In Latin America, little is known about how COVID-19 has affected migrants, and Mexico is no exception. The country has traditionally been studied by migration scholars, mainly due to its historical migration dynamics with the United States, and the fact that the US-Mexico migration flow constitutes the biggest migration corridor in the world [25]. Due to a shift in migration flows, Mexico has now become a country of destination, mainly for migrants coming from other countries in Latin America [26]. There are 1.2 million international migrants residing in Mexico, who constitute around 0.96% of the country’s total population. Most of the migrants come from the Americas, amounting to 317, 331, the majority born in the United States, followed by Latin American immigrants [27].

Recent shifts in mobility patterns have renewed interest in Mexico, now as a destination country. Some of these new flows are: migrant caravans from Central America; policy measures taken by the U.S. and deportations from overcrowded detention centers in the U.S., bound to Mexico and other countries [18, 28,29,30].

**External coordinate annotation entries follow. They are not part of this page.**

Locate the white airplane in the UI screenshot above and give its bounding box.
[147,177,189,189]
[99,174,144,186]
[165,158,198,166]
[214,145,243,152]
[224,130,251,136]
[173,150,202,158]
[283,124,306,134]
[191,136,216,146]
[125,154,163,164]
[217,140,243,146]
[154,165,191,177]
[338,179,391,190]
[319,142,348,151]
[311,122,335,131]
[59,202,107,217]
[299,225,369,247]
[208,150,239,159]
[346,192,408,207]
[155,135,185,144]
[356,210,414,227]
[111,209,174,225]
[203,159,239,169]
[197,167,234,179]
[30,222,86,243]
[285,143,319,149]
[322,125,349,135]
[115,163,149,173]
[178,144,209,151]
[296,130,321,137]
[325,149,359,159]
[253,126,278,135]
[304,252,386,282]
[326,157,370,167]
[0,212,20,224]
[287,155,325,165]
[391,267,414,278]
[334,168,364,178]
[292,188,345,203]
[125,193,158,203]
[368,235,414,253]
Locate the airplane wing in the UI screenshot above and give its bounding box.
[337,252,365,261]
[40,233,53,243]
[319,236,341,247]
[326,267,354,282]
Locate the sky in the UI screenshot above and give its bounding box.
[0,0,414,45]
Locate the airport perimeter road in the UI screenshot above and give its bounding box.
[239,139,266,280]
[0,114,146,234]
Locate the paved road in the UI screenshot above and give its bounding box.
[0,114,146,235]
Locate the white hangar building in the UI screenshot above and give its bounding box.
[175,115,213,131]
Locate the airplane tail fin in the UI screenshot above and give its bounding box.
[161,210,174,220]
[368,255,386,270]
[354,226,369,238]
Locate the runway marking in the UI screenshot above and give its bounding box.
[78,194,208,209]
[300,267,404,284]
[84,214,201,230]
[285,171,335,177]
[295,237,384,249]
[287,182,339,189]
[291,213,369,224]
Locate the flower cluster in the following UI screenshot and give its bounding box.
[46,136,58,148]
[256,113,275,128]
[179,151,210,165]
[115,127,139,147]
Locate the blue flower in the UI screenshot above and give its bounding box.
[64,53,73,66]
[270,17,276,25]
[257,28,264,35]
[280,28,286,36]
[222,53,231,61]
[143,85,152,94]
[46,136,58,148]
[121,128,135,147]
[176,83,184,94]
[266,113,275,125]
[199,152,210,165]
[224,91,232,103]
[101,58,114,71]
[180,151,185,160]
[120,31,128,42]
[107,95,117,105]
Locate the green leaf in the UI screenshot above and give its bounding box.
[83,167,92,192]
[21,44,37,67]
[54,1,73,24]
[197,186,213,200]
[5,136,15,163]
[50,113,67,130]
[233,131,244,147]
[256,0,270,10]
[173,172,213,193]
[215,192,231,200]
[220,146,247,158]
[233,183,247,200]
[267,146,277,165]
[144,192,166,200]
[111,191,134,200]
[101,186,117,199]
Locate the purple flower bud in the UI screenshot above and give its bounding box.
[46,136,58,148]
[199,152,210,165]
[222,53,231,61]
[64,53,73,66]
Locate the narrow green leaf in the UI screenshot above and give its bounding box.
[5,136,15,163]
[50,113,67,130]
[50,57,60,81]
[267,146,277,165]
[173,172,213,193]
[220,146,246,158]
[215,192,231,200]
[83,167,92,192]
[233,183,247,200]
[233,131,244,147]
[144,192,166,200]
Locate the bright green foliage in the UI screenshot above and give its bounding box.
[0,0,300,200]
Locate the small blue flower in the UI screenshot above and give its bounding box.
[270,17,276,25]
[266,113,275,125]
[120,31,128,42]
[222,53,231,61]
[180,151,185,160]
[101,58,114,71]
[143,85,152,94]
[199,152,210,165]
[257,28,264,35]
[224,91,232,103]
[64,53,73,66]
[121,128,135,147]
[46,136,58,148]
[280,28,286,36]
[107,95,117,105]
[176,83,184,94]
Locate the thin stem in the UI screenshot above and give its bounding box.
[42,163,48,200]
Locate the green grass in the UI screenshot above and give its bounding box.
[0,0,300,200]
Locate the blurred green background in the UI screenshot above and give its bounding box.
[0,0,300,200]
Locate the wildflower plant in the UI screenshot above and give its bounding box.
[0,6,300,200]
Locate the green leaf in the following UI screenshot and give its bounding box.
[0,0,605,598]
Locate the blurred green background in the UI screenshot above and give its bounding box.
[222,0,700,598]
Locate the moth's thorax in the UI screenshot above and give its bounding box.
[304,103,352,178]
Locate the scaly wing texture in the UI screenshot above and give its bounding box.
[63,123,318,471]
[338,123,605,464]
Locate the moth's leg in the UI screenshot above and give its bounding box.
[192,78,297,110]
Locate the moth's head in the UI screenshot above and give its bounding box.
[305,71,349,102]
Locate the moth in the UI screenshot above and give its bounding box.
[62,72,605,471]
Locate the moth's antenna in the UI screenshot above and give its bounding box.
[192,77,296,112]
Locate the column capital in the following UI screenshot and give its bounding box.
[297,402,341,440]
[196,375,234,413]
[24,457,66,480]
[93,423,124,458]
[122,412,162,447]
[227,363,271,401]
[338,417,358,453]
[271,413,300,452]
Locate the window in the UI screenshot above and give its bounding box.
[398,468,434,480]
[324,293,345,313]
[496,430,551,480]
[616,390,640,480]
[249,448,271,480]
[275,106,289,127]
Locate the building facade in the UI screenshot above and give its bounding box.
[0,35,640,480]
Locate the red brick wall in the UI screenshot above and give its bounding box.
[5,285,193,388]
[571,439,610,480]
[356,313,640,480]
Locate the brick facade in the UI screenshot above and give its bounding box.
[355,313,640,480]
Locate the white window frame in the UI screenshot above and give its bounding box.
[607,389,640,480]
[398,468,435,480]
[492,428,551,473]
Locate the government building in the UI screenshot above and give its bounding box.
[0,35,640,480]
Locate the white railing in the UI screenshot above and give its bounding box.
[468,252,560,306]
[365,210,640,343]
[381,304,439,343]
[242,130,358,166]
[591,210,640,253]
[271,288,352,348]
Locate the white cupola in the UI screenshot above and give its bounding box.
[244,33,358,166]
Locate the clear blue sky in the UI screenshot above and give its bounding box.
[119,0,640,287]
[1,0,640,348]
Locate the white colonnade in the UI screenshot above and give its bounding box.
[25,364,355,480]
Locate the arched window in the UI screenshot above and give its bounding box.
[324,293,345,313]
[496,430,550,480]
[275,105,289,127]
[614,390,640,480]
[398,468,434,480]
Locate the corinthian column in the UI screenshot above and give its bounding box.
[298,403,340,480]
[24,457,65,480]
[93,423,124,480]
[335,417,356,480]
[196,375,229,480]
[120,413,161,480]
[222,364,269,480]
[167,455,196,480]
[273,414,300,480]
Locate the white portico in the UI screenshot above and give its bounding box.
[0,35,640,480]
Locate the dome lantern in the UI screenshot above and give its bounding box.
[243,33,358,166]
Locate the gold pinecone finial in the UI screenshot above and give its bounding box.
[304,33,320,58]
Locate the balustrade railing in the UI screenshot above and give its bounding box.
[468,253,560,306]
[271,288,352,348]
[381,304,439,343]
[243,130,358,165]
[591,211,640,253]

In 2020, most asylum applications in Mexico came from: 1. Honduras, 2. Haiti, 3. Cuba, 4. El Salvador, 5. Venezuela, 6. Guatemala, 7. Chile, 8. Nicaragua, 9. Colombia and 10. Brazil [31]. Therefore, although our study analyses migrants of different nationalities, we place special emphasis in Latin America and the Caribbean, since the number of migrants who need humanitarian assistance received by Mexico is on the rise. In addition, the countries of this region can be grouped based on certain migratory patterns. Migrants from Cuba and Haiti are more likely to eventually enter the US, when compared to migrants from other countries in Latin America [32], whereas Central Americans constitute one of the most vulnerable migrant groups in Mexico [30] and have been the most affected by the anti-immigrant backlash in the United States during Trump’s administration [33], and thus have been forced to wait in Mexico for longer periods [34]. Most migrants from these countries intend to continue their journey to the United States [35], so it is important to notice that it is not possible to assert which migrants will settle in Mexico.

Due to the COVID-19 pandemic, the United Nations (UN), the Office for the High Commissioner for Human Rights (OHCHR), the WHO, and the UNHCR, have recommended governments to adopt an inclusive approach against COVID-19, considering the precarious situation of migrants and refugees. These organizations have suggested to provide migrants indiscriminate access to preventive measures, testing and treatment [36].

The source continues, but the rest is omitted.